Boy didn’t rate so well on the charts. It reached only 52 in the UK and 63 in the US. No slouch for a debut, but no barnstormer either. Its best selling single I Will Follow, gained no more than a tentative foothold internationally, barely making the top 20 in the US. But it has since been recognised as one of the more influential debuts produced in the history of popular recorded music. Clearly eclipsed by what the band churned out in subsequent years, it stands as a fitting platform for a band that has become noted for its intelligence and its search for truths.

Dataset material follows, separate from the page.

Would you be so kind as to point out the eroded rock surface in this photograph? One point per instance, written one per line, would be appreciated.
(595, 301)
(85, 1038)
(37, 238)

Boy moved the post-punk sound closer to the centre of the pop market. U2 was to take it much, much closer, to the very heart of popular music. The groundwork laid down by those like Joy Division and Siouxsie and The Banshees was readily built on by the Dublin foursome and taken to the mega stadiums —  the band’s 360 tour in 2009-2011 is the best attended and highest grossing concert tour in history — and to god-like status in unit sales (around 170 million and counting).
This is an album that lyrically takes a direct look at a difficult subject, and embellishes it with a belting backdrop. Many must have noted the quality of this band of serious young triers. A great debut, but an even greater example of artists wrestling with themselves and not afraid to talk/sing about it. While the band became rock royalty, the sense that it was all for something bigger than mere pop music largely remains. Boy is lasting proof that U2’s art is bigger than the band. 

One response to “35 YEARS SINCE — U2'S 'BOY'

  1. To me, the first three albums by U2 – Boy, October, and War – formed a great trilogy. And then I completely lost interest in their work subsequent to those three albums.